All that family history comes together to explain his love of madrigals.

The music of madrigals - sung in two- to eight-part harmonies without musical accompaniment - changes to reflect the content of the words being sung, a form that Frank said reflects “tremendous humanity expressed through the merger of music and poetry.”

That phenomenon, known as “word painting,” makes “words like 'sad' sound sad, and 'happy' sound happy,” he explained.

Just as his parents did, in their own way, in the halcyon days of broadcasting.

BMC Madrigal Singers to perform Christmas songs

The 10 members of the BMC Madrigal Singers - “auditioned and selected to achieve a seamless blend of polyphonic harmony,” according to the group's founder, Frank - will present their first concert this weekend.

“Our debut performance on Sunday will include Christmas songs, hymns, and carols by mostly Renaissance composers, many in the style of the madrigal,” said Frank, the founder of the group and an award-winning director of the 16th-century musical form.

Frank will lead the singers - Jenny Karstad, Sharry Manning, Kathryn Tolbert, Jenny Holan, Eric Robinson, Tom Baehr, Walt Cramer, Gary Clay, Jonathan Potter, and David Robinson - in the debut concert.

The group rehearses weekly in what Frank describes as “the new and awesome” Brattleboro Music Center.

Sunday's performance celebrates the 70th anniversary of “Christmas in Song,” a compendium of hymns and carols first published in 1947, Frank said, adding that it will include holiday tunes and texts from the Middle Ages through the 20th century, featuring “beautiful and classic works by beloved and rarely heard composers.”

Those composers include Giovanni Pierluigi da Palestrina, from Italy, and Heinrich Schütz, Michael Praetorius, and Philipp Nicolai, from Germany.

From advertising, back to music

Frank, the son of parents who were voice talents in the golden age of radio, began a career as a professional child musician and actor at age 9, and for the next 10 years, he performed in educational projects, commercial children's albums, and in advertising. That Armour Hot Dogs “even-kids-with-chicken-pox” commercial? He sang it.

He graduated from Oberlin College and was trained as a vocalist and conductor at the Oberlin Conservatory of Music. There, he founded and directed the Oberlin Madrigal Singers.

Having watched his radio-star parents' fortunes suffer after the advent of television, Frank said he developed “a phobia about money.” He found a career in public relations, marketing, and advertising for more than two decades, including a 14-year stint owning and operating his own New York advertising agency.

In 2000, he sold the agency and launched the Douglas Frank Chorale. His intent was “to pursue the art form he loves, and to help revitalize the vocal arts audience.”

The Douglas Frank Chorale's 2000 recording “The A Cappella Singer” won multiple awards, including the Contemporary A Cappella Recording Award in 2001 for Best Classical Album.
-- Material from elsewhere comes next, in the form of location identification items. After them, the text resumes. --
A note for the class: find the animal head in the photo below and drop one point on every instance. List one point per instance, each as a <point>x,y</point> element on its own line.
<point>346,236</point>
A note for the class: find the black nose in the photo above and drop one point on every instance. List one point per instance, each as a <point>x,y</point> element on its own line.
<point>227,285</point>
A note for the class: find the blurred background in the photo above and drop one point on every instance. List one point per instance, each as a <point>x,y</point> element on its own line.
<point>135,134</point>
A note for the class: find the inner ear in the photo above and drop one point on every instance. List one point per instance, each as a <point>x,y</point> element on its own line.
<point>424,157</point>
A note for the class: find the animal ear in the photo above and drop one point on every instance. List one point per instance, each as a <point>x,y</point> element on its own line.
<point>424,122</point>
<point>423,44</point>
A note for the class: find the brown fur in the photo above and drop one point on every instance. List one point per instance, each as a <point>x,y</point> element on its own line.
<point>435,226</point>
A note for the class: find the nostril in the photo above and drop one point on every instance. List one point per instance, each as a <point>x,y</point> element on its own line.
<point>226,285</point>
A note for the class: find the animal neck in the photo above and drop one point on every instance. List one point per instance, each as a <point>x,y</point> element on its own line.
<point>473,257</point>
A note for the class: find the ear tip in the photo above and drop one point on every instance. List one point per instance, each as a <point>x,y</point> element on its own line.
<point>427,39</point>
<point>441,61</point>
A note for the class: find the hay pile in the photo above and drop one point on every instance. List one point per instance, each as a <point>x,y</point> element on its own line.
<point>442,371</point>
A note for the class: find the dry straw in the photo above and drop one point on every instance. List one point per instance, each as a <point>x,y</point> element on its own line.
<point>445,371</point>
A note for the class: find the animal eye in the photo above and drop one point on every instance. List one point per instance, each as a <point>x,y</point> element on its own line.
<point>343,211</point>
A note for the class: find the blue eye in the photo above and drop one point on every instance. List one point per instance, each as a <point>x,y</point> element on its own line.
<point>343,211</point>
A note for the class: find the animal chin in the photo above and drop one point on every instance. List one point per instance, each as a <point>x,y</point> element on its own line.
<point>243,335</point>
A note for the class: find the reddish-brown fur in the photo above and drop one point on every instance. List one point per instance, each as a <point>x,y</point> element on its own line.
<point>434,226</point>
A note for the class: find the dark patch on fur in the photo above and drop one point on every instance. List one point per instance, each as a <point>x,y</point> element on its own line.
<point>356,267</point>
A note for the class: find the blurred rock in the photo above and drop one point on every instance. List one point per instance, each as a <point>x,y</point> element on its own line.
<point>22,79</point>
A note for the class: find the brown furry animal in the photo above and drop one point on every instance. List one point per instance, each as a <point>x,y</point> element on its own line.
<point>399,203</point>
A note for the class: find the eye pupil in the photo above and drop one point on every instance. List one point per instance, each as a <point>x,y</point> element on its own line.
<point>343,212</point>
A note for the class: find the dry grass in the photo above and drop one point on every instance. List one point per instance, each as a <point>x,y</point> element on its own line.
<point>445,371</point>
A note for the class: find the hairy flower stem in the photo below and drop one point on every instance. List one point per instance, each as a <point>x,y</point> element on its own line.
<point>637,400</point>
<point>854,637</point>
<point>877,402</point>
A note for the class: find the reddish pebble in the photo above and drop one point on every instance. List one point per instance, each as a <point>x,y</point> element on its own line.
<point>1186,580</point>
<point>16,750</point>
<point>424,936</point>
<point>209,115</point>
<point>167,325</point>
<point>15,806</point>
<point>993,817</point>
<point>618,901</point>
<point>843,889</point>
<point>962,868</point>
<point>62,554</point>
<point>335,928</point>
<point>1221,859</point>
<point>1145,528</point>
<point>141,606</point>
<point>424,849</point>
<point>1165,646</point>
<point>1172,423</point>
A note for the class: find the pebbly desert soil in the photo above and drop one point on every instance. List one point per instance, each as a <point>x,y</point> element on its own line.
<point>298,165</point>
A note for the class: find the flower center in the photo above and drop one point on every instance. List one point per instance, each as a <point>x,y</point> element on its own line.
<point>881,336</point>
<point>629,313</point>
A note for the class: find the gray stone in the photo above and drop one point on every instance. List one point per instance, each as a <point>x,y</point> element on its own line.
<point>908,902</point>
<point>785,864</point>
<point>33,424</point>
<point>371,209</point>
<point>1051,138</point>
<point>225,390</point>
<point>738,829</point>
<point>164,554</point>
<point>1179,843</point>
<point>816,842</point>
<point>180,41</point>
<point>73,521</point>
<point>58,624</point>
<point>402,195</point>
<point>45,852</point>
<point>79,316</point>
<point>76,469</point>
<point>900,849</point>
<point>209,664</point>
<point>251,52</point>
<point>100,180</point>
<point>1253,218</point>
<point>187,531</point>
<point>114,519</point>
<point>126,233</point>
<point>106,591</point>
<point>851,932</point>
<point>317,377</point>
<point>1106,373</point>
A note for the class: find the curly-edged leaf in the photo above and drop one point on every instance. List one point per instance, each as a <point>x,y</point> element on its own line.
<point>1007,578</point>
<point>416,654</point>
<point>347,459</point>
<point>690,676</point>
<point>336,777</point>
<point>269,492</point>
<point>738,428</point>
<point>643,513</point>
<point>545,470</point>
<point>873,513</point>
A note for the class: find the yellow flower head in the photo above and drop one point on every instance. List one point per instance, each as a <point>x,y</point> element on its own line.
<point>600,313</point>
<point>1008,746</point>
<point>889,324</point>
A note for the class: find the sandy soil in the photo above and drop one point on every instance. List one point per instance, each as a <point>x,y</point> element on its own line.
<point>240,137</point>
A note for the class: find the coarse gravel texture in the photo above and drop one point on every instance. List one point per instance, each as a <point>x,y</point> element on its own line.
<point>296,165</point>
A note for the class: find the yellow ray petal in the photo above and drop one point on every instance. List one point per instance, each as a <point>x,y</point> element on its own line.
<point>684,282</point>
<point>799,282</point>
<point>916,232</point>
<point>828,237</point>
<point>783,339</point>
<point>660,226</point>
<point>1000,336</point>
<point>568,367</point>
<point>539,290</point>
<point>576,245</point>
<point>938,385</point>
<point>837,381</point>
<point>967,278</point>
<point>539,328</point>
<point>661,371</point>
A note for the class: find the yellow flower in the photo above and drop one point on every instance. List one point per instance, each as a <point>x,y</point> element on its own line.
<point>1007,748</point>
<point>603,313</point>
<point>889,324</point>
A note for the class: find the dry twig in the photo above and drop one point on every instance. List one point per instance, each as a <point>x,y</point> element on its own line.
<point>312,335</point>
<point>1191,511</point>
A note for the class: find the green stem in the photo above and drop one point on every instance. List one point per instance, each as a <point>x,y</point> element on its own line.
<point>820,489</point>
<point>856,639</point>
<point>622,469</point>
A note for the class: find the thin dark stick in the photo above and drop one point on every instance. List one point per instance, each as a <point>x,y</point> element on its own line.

After several years of critical acclaim, Frank unexpectedly found himself as the single parent of two young children and put his music and touring on hold. And when the kids grew up, he was ready for a change.

“I was born in New York, I worked in New York, I sang in New York, and I decided, 'I'm getting the hell out of New York,'” he said.

For Frank, now retired, Brattleboro is “a place where you can get out of the city but not quite get out into the countryside.”

Now, when he visits New York City, he finds the environment a “crazy, manic experience” where “people are mean to each other.”

Frank said the BMC Madrigal Singers don't have a plan yet, but perhaps a spring concert will be in the offing.

“There is an incredible abundance of vocal talent in this community, and I've been putting together and directing madrigal groups since high school,” Frank said. “I was told that there hadn't been a madrigal group in town for a while, and it felt like an intimate, select ensemble would be fun to do and would fit right in.”